Que certains gars se prennent pour des dons Juans et abordent les filles en se donnant de faux airs de casanova pour camoufler vainement leur timidité dans l’espoir de trouver leur dulcinée, n’a rien de franchement étonnant lorsqu’on est adolescent… Ce qui l’est en revanche, c’est que derrière la banalité de cette situation se cachent trois éponymes. Oui, oui des éponymes… des mots formés à partir d’un nom propre. 

Un texte de Aude Charrin – Dossier Éducation

Si de nos jours, un don Juan est un séducteur collectionnant les conquêtes, à l’époque de Molière et de Tirso de Molina, dramaturges respectivement français et espagnol, c’était surtout un célèbre personnage de théâtre, coureur de jupons. Dulcinée, quant à elle, était l’amoureuse de don Quichotte dans le roman de Cervantès, un autre auteur espagnol, alors qu’aujourd’hui le nom de ce personnage de fiction est surtout utilisé pour désigner l’âme sœur d’une personne. Et que dire de Casanova, aventurier italien qui lui a vraiment existé, et dont l’autobiographie a fait l’un des plus grands séducteurs du 18ᶿ siècle.

Mieux encore, Don Juan, Dulcinée et Casanova sont des éponymes que l’on appelle des antonomases, une figure de style qui consiste à désigner une personne en utilisant un nom propre plutôt qu’un nom commun, ce qui explique pourquoi un don Juan ne fait plus référence au personnage de Don Juan lui-même, mais à toute autre personne qui se comporte de la même façon, c’est-à-dire en séducteur ne prêtant que peu d’attention aux sentiments de ses conquêtes.

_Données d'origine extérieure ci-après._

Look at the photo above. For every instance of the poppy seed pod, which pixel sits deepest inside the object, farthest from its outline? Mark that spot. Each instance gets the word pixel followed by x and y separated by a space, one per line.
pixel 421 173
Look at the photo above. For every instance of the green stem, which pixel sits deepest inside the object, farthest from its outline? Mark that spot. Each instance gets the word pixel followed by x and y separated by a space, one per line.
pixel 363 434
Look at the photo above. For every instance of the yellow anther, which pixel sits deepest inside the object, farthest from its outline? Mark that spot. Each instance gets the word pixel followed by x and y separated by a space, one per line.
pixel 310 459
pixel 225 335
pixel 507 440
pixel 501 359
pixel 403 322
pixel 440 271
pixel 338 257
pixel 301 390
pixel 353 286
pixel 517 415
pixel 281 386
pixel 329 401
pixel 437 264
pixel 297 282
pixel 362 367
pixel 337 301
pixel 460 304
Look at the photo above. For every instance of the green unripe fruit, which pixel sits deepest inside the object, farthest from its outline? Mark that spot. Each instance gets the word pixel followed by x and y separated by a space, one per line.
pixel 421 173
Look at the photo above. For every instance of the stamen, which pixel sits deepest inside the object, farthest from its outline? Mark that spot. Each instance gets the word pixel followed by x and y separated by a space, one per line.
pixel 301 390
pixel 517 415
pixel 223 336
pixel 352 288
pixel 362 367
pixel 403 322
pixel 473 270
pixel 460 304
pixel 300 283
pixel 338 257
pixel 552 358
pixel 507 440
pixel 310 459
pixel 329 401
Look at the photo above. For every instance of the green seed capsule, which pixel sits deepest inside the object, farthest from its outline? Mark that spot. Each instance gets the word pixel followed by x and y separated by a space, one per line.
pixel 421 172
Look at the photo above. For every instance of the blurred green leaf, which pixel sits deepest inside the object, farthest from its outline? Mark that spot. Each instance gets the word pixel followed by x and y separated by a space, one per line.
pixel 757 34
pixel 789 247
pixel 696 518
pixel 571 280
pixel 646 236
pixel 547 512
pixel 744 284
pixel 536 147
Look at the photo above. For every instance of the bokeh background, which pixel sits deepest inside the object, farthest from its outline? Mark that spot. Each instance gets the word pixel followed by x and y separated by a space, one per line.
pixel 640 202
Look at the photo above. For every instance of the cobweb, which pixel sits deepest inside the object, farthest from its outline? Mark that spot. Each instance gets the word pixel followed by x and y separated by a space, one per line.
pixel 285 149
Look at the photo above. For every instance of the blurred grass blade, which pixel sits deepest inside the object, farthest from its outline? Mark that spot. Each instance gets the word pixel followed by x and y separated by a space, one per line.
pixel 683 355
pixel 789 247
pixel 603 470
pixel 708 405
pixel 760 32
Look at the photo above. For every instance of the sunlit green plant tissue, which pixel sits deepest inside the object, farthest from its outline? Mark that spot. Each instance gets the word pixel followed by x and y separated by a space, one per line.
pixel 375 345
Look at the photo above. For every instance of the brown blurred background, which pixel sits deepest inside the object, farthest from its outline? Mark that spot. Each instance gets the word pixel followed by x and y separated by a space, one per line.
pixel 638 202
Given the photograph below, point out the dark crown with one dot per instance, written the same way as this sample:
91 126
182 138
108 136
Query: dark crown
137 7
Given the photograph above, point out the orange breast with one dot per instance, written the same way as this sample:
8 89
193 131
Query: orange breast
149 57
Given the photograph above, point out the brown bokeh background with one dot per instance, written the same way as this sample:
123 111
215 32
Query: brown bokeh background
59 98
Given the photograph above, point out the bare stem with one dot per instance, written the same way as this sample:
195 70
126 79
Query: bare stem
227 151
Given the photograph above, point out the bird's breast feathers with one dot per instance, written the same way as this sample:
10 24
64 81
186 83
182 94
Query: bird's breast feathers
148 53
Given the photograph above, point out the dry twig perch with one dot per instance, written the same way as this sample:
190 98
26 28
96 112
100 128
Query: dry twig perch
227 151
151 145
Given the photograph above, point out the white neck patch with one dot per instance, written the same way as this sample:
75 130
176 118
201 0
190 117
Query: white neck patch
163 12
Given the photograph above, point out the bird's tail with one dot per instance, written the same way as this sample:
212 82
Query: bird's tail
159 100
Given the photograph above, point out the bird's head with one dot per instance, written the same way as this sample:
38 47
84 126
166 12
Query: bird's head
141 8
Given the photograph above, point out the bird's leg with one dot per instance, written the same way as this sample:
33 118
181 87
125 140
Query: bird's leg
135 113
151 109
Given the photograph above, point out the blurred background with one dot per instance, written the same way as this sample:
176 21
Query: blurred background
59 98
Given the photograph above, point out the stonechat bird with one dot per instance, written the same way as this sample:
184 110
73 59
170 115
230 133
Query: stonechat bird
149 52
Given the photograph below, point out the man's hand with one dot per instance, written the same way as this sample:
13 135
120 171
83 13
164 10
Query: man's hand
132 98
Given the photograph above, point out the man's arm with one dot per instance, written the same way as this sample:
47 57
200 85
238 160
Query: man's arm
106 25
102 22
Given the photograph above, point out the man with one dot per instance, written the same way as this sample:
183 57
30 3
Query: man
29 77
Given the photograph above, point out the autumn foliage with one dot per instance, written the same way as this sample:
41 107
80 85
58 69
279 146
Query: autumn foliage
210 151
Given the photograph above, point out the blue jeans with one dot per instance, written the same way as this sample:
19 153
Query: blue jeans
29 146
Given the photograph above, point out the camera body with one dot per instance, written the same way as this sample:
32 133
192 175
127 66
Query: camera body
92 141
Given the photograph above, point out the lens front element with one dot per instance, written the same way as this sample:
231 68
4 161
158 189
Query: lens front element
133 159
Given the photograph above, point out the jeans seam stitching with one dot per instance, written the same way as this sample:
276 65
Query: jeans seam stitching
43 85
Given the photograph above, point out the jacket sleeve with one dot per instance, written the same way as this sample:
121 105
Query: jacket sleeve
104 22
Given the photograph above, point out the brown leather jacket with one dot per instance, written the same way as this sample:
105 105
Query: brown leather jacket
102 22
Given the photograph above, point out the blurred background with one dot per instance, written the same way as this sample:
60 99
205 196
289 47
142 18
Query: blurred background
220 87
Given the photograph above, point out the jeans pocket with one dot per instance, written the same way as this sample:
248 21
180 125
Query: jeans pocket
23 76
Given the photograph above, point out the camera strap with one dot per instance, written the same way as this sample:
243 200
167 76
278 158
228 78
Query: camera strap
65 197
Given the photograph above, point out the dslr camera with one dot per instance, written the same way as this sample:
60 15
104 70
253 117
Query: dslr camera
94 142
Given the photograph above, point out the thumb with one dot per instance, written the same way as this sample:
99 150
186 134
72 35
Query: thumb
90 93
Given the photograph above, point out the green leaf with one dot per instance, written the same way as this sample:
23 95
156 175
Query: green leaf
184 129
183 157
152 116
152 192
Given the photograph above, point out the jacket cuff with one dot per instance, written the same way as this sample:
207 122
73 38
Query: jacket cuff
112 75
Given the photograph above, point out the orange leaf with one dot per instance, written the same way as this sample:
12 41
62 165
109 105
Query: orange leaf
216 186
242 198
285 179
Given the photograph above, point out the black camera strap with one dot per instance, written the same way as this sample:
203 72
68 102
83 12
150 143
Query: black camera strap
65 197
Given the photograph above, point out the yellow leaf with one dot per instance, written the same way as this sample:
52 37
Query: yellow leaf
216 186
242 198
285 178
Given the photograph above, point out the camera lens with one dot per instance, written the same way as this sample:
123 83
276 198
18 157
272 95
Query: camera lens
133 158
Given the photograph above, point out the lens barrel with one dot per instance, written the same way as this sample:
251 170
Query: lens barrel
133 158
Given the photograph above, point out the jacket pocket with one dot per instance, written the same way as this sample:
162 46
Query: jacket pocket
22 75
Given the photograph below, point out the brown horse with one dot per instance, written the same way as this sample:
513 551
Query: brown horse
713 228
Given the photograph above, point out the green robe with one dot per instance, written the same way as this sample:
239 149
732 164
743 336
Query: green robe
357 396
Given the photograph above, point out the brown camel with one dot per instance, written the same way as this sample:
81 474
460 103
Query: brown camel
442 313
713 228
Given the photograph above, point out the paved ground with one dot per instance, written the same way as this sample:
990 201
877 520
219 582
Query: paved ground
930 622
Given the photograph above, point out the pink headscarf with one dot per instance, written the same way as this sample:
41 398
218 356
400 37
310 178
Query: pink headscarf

La littérature a fourni de nombreux éponymes : on a vu Don Juan et Dulcinée, mais on pense aussi à Séraphin Poudrier, le plus célèbre avare de la littérature québécoise, un personnage fictif créé en 1933 par Claude-Henri Grignon dans le roman Un homme et son péché. Cette œuvre a tellement été adaptée, que ce soit à la radio, au théâtre, au cinéma, à la télévision, dans le feuilleton culte Les Belles Histoires des pays d’en haut, et même en bande dessinée, que le personnage de Séraphin a fini par accéder au titre d’antonomase dans la conscience collective des Québécois, et désigne toute personne qui est un peu trop proche de ses sous. Cette référence culturelle est d’ailleurs propre au Québec. En France, la conscience collective a retenu le nom d’Harpagon pour désigner une personne consumée par l’avarice, un personnage fictif crée par Molière en 1667 pour tenir le rôle principal dans une de ses pièces intitulée devinez comment : L’Avare évidemment!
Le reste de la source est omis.